Marek étonna Hume en lui faisant un salut – pas un salut militaire orthodoxe, ou du moins pas le salut américain, mais quand même une marque de respect, apparemment –, puis il sortit en refermant la porte derrière lui. Hume n’entendit pas de bruit de verrou, mais encore une fois, si Marek était resté juste de l’autre côté, la précaution n’était pas nécessaire.

— Bonsoir, colonel Hume, dit la voix caractéristique de Webmind sortant des haut-parleurs noirs placés de part et d’autre du bureau.

Hume se mit au garde-à-vous.

— Hume, Peyton D. Colonel de l’armée de l’air américaine.
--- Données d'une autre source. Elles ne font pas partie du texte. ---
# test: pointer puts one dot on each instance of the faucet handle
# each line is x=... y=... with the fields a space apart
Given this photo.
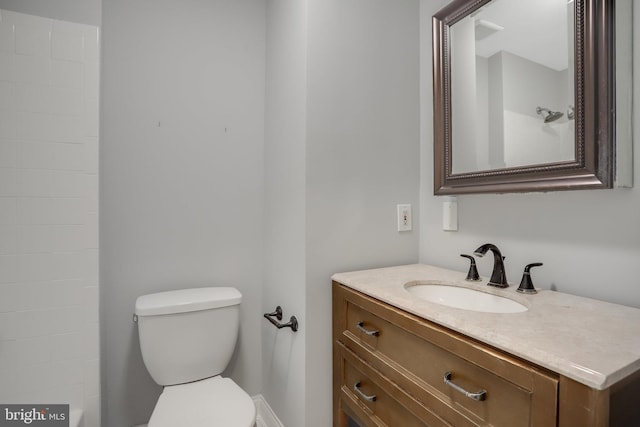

Matricule 150-87-6033.

— Voyons, colonel, un tel formalisme n’est pas de mise entre nous. Asseyez-vous donc, je vous en prie.

Hume hésita un instant, puis il haussa les épaules et s’installa dans le confortable fauteuil de bureau en cuir noir.

Webmind poursuivit :

— C’est étrange d’avoir une conversation avec quelqu’un qui cherche à vous tuer.

— À qui le dites-vous… fit Hume.

Le ton de Webmind resta parfaitement égal.

— Colonel, si je voulais votre mort, ce serait déjà fait. J’ai découvert qu’on peut louer les services de gens prêts à faire pratiquement n’importe quoi, et en ce moment, les tueurs à gages sont plutôt bon marché : l’offre excède largement la demande.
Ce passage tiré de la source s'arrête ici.